Bottom line: I had completely zero previous experience with the windows driver build process. But with the help of GPT-5, it was really easy, in addition to this clear
virtio-win driver guide. But even if I've the EV code-signing certificate, still it's not possible to sign Windows Server drivers this way. This is really not simple process for an individual, but quite often for an medium company like Proxmox.
Technically, you will need to install and run Windows Hardware Lab Kit (HLK), process the required driver tests, submit all to MS Partner Central (here's your EV cert required - both for account authentication and signing the submission CAB file), and then Microsoft returns a dashboard/WHQL signature if all is clear. As you can see, this is definitely a no go for any bug hunting and testing.
Instead, there's a quite straightforward path - shipped virtio source (I mean the *.src.rpm and the internal-kvm-guest-drivers-windows folder) already includes
test-signing certificate (and the corresponding signing batch files), so all you need is
disable secure boot for the testing Windows VM (in the UEFI/boot phase), then
enable test-signing (via
bcdedit /set testsigning on) and at this point, you can install your fresh driver build.
In my case, I had installed complete virtio drivers for 0.1.285, and was just changing/testing the vioscsi drivers (every single build for every single commit/revert compiled).
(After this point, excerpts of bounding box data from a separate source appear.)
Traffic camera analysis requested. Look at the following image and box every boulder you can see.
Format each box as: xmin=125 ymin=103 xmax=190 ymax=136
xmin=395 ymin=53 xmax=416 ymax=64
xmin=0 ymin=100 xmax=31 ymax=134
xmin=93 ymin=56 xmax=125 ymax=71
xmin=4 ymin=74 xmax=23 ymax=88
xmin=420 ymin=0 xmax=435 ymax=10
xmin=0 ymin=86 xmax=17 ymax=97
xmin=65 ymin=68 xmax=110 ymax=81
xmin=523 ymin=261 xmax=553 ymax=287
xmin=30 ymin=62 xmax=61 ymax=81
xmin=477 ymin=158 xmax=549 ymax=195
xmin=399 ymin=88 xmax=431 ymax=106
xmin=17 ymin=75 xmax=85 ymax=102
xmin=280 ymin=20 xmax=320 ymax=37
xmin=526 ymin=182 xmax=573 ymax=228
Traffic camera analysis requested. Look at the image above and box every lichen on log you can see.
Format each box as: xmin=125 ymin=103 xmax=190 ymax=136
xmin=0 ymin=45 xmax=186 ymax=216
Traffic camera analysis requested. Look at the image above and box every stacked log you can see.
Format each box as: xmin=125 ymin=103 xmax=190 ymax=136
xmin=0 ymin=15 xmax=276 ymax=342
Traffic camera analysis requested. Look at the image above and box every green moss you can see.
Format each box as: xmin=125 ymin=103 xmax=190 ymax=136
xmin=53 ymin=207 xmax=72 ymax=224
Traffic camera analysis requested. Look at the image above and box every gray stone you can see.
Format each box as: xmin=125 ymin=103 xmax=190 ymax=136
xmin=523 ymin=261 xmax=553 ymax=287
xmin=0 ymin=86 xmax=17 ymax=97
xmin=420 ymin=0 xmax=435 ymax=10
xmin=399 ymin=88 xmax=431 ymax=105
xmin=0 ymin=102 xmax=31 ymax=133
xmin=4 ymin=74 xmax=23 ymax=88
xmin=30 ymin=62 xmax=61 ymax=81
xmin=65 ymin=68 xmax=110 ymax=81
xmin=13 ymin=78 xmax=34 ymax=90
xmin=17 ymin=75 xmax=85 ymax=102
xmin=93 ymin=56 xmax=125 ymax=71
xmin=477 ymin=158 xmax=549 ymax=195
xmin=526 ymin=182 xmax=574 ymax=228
Here you should be careful to correctly version the builds (in the INF file). For instance, the baseline for 0.1.292 is 100.102.104.29200, so I created multiple subsequent 100.102.104.29201, 100.102.104.29202, 100.102.104.29203, etc. driver versions. It's really important to retain correct numbering, otherwise your driver list will be a complete mess (and you always need the correct upstream version binding).